In my last post, I went over book accounting and tax accounting. Now let’s take a look at how each views leasing.
The first point I want to make is the one overriding factor that any business needs to determine is their goals for a lease first, then they should choose a lease that best meets their needs.
There are really two “main-yet-different” goals for any lease: either you are leasing equipment to take advantage of the benefits of “ownership” (like Section 179), or you are leasing to “not own” the equipment, thus keeping the equipment off the balance sheet as an asset and instead listing the lease payments as an expense.
First let’s take a look at how Tax Accounting (e.g., the IRS) views leasing. They will look at any lease one of two ways: a True Tax Lease (also called a True Lease), and a Non-Tax Lease. A True Lease means the lessee (the company using the equipment) is NOT the owner of the equipment. In a Non-Tax Lease, the lessee is considered the owner.
So if you want to not own the equipment and keep it off the balance sheet as an asset and instead expense the lease payments, choose a True Lease. If you want to be considered the owner and take a Section 179 deduction, choose a Non-Tax Lease.
Now since this post is about leasing and taxes, I ought to stop right there, because that’s all you really need to know. But I’m a little OCD and want to finish, so let’s take a look at how Book Accounting views leasing.
Book Accounting leases are classified as either an Operating Lease or a Capital Lease.

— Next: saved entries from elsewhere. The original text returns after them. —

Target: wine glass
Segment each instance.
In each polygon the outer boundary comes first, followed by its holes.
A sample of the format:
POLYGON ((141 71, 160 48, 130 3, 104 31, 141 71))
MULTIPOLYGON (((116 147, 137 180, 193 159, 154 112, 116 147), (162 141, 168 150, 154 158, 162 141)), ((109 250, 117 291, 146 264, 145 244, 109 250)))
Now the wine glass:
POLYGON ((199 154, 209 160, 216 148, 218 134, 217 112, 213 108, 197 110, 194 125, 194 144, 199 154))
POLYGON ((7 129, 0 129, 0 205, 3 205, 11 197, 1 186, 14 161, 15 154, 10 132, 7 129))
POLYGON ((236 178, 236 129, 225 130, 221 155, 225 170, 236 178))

In an Operating Lease, the equipment is viewed as a rental – it’s neither an asset or a liability on the balance sheet. A Capital Lease is generally viewed as ownership.
These all seem similar, right? But “book accounting” and “tax accounting” don’t always see eye to eye on lease types. For example, a True Lease doesn’t always qualify as an Operating Lease, but an Operating Lease always qualifies as a True Lease.
I won’t go any further than that, because it’ll get into things that we all need to discuss with our CPA’s, not an equipment finance guru’s blog! And this is why I said earlier “pick your goal first, then pick a lease”, and we’ll get more into that next time.
[As always, this is not intended to be tax advice – always consult your tax adviser for details specific to your situation.]